C’est le paradoxe du système électoral américain. Si la tendance se confirme dans les chiffres définitifs, Donald Trump aura été élu président des Etats Unis en ayant récolté moins de votes qu’Hillary Clinton.
Mercredi soir, avant l’arrivée des derniers résultats du Michigan et du New Hampshire, la candidate démocrate avait récolté 206 590 suffrages de plus que son rival républicain. Une goutte d’eau à l’échelle des quelque 120 millions de bulletins glissés dans les urnes pour la présidentielle, mais qui lui permettait toutefois de s’enorgueillir d’avoir obtenu davantage de suffrages que son adversaire républicain.

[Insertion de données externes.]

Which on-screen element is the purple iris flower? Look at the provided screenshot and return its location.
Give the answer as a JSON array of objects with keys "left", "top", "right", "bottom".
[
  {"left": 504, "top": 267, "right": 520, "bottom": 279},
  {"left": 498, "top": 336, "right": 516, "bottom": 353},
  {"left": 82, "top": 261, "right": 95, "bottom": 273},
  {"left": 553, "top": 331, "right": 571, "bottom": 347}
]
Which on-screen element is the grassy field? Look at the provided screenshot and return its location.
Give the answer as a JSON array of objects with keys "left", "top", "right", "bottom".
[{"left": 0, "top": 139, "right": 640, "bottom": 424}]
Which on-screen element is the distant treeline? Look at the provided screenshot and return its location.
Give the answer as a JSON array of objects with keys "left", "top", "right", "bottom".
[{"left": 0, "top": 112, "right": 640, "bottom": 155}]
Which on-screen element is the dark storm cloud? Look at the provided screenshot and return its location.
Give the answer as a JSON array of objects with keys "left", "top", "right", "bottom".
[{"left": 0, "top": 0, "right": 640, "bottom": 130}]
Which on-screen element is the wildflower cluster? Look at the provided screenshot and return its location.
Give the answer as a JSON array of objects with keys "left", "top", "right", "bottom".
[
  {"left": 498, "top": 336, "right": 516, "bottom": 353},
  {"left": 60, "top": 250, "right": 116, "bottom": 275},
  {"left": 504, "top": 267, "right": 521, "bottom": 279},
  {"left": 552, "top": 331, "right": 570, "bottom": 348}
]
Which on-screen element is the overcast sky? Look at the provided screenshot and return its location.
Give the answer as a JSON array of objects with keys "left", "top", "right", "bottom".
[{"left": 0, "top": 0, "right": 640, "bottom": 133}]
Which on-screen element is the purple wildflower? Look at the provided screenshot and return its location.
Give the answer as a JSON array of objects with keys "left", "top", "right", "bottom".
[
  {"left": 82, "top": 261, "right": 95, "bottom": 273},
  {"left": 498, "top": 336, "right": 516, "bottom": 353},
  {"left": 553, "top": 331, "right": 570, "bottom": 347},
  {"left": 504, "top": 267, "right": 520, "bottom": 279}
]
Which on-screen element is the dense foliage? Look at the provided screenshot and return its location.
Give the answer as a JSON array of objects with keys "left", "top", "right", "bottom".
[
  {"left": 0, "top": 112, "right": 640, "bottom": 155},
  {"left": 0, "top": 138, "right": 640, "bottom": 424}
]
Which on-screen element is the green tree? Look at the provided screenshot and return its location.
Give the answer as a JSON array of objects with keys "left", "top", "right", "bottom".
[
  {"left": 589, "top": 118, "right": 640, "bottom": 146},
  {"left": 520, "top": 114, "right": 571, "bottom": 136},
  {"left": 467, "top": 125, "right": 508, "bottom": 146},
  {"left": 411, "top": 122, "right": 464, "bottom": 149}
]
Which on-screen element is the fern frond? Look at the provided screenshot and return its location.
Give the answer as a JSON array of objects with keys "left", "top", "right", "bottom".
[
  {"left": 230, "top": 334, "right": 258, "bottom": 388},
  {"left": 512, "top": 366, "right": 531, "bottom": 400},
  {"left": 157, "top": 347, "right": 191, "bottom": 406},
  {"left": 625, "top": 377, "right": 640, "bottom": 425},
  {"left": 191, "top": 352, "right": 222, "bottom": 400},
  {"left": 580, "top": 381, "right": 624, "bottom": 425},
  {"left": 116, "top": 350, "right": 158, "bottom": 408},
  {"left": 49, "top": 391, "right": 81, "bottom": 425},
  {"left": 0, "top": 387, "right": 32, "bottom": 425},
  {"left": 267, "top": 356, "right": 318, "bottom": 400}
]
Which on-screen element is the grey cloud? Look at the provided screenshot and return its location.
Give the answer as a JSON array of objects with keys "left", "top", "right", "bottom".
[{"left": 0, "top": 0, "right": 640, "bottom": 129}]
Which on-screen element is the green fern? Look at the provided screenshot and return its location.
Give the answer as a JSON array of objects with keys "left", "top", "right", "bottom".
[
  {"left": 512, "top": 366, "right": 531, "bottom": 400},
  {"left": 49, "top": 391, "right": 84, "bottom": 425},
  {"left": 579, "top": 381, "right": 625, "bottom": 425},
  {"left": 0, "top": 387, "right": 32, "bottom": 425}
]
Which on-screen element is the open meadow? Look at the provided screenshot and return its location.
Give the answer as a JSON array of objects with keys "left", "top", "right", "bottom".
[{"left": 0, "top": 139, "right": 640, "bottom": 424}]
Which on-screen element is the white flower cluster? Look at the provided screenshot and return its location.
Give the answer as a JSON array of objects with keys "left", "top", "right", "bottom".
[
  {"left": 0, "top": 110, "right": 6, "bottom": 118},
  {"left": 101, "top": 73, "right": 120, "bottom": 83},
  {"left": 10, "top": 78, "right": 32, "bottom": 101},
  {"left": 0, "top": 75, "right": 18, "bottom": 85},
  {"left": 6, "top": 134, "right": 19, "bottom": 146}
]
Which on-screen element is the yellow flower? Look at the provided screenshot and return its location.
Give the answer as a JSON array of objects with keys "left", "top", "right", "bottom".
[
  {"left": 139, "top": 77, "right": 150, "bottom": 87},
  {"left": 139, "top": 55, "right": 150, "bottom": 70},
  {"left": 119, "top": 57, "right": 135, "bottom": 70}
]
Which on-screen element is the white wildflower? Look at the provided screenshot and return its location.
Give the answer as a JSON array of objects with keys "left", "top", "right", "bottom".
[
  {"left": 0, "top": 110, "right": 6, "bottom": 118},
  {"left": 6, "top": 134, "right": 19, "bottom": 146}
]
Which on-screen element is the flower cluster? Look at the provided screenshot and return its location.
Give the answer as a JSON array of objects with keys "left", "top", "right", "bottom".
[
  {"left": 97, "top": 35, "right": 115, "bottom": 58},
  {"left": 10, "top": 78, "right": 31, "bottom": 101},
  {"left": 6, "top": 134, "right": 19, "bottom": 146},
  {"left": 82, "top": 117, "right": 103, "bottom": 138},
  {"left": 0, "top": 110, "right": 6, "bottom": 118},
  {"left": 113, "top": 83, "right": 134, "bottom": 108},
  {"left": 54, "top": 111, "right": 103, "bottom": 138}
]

Au suffrage direct, l’ancienne Première dame aurait donc été élue à la Maison Blanche (47,7% contre 47,5%). Mais aux Etats-Unis, ce sont les grands électeurs glanés Etat par Etat qui fournissent la victoire finale et à ce compte là, Donald Trump a écrasé la course : 290 contre 228 (à 1 heure du matin heure de Paris), alors que les résultats étaient attendus dans deux Etats. Pour accéder au Bureau ovale, il en fallait 270, soit la majorité des 538 en jeu.
Pour Robert Schapiro, professeur de sciences politiques à l’université Columbia de New York, de nombreuses voix devraient s’élever pour demander une réforme de ce système électoral abscons. «Il pourrait y avoir des revendications, mais elles vont finir par disparaître», prédit-il, soulignant qu’une refonte du collège électoral demanderait de modifier la sacro-sainte Constitution américaine, une tâche délicate.
«Cela questionne à quel point notre système est démocratique», reconnaît-il toutefois. Car avant cette victoire de Donald Trump, un autre républicain, George W. Bush, s’était imposé en 2000 face à Al Gore tout en échouant à remporter une majorité de votes: 48,4% pour le démocrate, 47,9% pour l’ex-président américain. Ce scénario pourrait même devenir la norme, estime Robert Schapiro.
Une réforme de la Constitution très improbable
Si la règle du «une personne=une voix» est un pilier de la démocratie, poursuit-il, le suffrage indirect modifie la donne. Dans chacun des 50 Etats ainsi que dans la capitale Washington, les votes se traduisent en grands électeurs, dont le nombre varie en fonction de la population. Emporter par exemple la Californie, Etat le plus peuplé, assure 55 grands électeurs au vainqueur, quand bien même la victoire se serait jouée dans un mouchoir de poche, selon la règle du «winner takes all» (littéralement, le vainqueur prend tout).
En l’état actuel des choses et sans passer par un changement de la Constitution, les Etats pourraient adopter à leur niveau des lois pour attribuer leurs grands électeurs au candidat ayant obtenu le plus de suffrages au niveau national, ou établir un système de répartition à la proportionnelle des résultats locaux. Mais ce genre d’initiative n’a pour l’instant pas donné de résultats probants.
Deux Etats appliquent déjà une forme de proportionnelle
Si quarante-huit Etats sur cinquante appliquent la règle du «winner takes all», deux ont opté pour un système introduisant une part de proportionnelle. Dans le Nebraska et dans le Maine, un grand électeur est attribué dans chaque district en fonction du vote populaire et deux autres reviennent au vainqueur sur l’ensemble de l’Etat.
Pour l’élection de mardi, le Nebraska a voté massivement pour Trump, qui y a récolté tous les grands électeurs. Mais le Maine, qui attribue quatre grands électeurs, en a donné trois à Hillary Clinton et un autre au candidat républicain. Il s’agit donc de la seule exception du scrutin 2016.